How to Bump Start Your Creativity
Today I have been dancing with paintbrushes – much safer than wolves, don’t you agree? It was something I tried in an attempt to get my creative juices flowing freely again.
I skipped being an adult today and went off to play with Claire. Claire’s the most wonderful art teacher and I leave her sessions inspired and absolutely bouncing with joy. I walk down her garden and through a magical archway that leads to her studio – and I instantly enter another place, access another part of me that mostly I keep buttoned down and sensible. I don’t have to be sensible in Claire’s studio. I can be playful and naughty and free, I can be messy and I can be wrong – except there is no wrong, there is only creating.
It’s great to be greeted by Claymore who enthusiastically comes for a cuddle and once he has made you welcome, promptly pops onto the or flops on the floor sofa for the rest of the session, totally uninterested in progress. A silent witness to our conversations. After the first session of our getting to know each other Claire now knows all my weak spots – my fear of getting things wrong, my propensity to being a perfectionist. So she shows me how it’s ok to make mistakes, how to not only fix them but to embrace them and use them as a serendipitous part of the work.
Today, only my second session, I worked again with watercolours, used gesso to create texture, pulled apart pieces of lace, added leaves and grasses. While the first stage preparation dried we went out into the garden with pencil and paper and drew parts of the garden without taking the pencil from the paper.

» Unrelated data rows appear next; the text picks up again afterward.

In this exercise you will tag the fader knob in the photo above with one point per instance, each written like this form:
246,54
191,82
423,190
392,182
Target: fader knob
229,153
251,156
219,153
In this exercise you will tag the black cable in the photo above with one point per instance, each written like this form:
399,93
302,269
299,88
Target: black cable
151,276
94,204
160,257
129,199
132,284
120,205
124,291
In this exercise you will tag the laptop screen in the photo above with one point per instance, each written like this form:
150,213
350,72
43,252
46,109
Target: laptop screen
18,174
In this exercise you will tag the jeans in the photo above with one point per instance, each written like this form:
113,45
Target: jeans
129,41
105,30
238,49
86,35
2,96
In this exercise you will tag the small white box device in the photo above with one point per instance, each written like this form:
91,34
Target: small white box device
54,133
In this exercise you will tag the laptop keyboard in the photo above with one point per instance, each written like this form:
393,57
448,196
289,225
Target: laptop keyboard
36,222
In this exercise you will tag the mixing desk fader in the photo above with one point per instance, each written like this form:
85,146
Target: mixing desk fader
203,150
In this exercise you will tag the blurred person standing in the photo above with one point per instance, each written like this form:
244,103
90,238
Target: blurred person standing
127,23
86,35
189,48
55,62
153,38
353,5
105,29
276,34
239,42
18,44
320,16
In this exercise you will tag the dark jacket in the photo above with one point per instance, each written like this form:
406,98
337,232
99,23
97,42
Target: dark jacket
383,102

It seemed the hardest thing in the world for a few seconds and then it became freeing, almost meditational. I ceased to think and only to draw. I suppose it creates the same space as free writing does, whereby you write continuously without stopping, without thinking, without looking up out of the window and staring at nothing.
We used toothbrushes, flicked paint with abandon, used the end of the paintbrush to scribble, rubbed it off with kitchen paper, blotted, scrunched cling film to create texture and added bleach. God, I can’t tell you how much fun it was.
When I got home I walked Harry and the sun was shining, it was warm and I could hear the birdsong, distant traffic and the odd aeroplane overhead. I just thought how lucky I was to be alive now, to be able to embrace all of me instead of holding back, holding in.
If you’ve reached an impasse in your creativity why not try something totally unrelated for a while, something you’ve always fancied but never found the time to do. Make the time now. It might be a cookery class, yoga or line dancing. Step out of your comfort zone. Being playful with paint has made me more playful with my writing. An added bonus I hadn’t even accounted for. What floats your boat? Go book a session of something fun.